4. Patel P R. Lecture notes radiologi. Erlangga medical series. Edisi ke-2. Jakarta, 2007. h.
222-3
5. Bagian Ilmu Bedah FKUI. Kumpulan kuliah ilmu bedah. Jakarta: Fakultas Kedokteran
Universitas Indonesia; 2005.h. 503-12, 537-43.

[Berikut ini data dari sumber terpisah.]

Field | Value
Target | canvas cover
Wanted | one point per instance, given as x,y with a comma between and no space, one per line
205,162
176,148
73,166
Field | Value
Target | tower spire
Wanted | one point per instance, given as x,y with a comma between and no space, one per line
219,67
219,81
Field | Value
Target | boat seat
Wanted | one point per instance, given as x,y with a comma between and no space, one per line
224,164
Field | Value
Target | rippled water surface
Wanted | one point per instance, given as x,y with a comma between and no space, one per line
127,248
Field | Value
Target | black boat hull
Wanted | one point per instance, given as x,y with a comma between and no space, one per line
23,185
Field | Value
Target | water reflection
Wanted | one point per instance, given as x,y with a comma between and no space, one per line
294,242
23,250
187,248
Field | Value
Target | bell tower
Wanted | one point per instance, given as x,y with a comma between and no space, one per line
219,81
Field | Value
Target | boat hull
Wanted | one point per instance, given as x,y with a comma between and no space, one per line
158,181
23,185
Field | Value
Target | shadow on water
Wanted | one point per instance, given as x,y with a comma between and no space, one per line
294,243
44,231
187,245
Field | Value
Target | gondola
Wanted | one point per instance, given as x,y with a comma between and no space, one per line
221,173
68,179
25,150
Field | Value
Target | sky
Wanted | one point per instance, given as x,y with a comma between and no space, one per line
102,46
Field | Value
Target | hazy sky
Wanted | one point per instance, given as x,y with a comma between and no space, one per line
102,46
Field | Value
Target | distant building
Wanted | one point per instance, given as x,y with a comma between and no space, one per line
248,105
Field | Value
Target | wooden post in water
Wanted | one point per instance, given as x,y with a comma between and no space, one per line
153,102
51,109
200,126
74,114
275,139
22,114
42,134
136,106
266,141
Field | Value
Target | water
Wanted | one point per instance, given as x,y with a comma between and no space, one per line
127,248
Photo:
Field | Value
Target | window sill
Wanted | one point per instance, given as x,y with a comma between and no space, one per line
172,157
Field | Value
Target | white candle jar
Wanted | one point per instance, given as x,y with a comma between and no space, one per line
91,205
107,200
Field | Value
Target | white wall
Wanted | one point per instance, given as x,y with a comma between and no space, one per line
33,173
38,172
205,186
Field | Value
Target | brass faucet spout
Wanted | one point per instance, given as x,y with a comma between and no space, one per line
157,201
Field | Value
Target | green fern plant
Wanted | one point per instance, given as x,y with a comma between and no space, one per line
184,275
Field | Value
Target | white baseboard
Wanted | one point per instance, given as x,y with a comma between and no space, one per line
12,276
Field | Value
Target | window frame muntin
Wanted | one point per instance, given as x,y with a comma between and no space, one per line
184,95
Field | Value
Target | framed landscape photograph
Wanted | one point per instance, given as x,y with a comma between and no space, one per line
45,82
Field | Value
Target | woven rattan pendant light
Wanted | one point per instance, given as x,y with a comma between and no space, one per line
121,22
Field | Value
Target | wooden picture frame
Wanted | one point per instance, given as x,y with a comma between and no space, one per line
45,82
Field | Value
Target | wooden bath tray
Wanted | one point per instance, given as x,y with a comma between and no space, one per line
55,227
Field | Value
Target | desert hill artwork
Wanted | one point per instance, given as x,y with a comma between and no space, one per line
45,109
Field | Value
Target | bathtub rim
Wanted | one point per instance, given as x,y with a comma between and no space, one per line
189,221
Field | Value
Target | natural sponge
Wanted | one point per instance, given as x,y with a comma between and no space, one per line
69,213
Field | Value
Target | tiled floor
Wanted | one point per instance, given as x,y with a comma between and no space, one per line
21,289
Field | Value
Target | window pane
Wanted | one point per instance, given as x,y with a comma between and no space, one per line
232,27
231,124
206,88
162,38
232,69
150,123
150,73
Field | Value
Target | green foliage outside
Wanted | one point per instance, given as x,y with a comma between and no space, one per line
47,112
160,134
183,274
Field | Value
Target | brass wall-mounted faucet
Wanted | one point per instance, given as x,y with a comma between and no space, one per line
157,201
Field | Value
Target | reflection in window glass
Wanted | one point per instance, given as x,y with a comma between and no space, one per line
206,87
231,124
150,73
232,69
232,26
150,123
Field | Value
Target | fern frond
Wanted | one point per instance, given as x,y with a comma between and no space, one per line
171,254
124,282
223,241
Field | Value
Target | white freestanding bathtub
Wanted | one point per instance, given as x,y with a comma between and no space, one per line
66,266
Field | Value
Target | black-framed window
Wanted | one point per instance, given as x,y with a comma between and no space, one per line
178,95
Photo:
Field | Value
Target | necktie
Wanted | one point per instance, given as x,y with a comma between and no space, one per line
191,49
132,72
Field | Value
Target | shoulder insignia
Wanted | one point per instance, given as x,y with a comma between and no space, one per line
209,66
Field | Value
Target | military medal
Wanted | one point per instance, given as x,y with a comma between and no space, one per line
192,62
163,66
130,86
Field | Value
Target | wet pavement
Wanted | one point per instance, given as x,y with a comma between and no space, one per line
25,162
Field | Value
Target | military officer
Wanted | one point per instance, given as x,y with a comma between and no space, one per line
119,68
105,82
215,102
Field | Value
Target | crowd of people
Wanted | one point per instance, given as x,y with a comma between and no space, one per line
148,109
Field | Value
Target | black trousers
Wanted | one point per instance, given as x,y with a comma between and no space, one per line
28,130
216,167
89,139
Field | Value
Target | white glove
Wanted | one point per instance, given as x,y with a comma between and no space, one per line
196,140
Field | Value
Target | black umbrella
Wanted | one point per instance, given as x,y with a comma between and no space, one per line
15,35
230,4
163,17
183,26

6. Sudoyo AW, Setiyohadi B, Alwi I, Simadibrata MK, Setiati S. Buku ajar ilmu penyakit
dalam. Edisi 4, Jilid I. Jakarta : Interna Publishing. 2009. h. 904-6
7. Bell S, Elbow and Brukner P, Khan K. Clinical sports medicine. 3rd Ed. Australia :
McGraw-Hill. 2005. h. 303-6.
8. Price & Wilson, (2006). Patofisiologi Konsep Klinis Proses-Proses Penyaki.Volume2.
Edisi 6. EGC : Jakarta.
9. Gunawan, Sulitia G. Farmakologi dan terapi. Jakarta : Fakultas Kedokteran
Universitas Indonesia;2008. h. 57-89.
10. Sabiston. Buku ajar bedah. Edisi ke-2. Penerbit buku kedokteran, EGC. Jakarta, 1994. h.
380-3.
11. Mansjoer A, Suprohaita, Wardhani WI, Setiowulan W. Kapita Selekta Kedokteran. Edisi
3, Jilid 2. Jakarta : Media Aeskulapius. 2000. h. 346-8.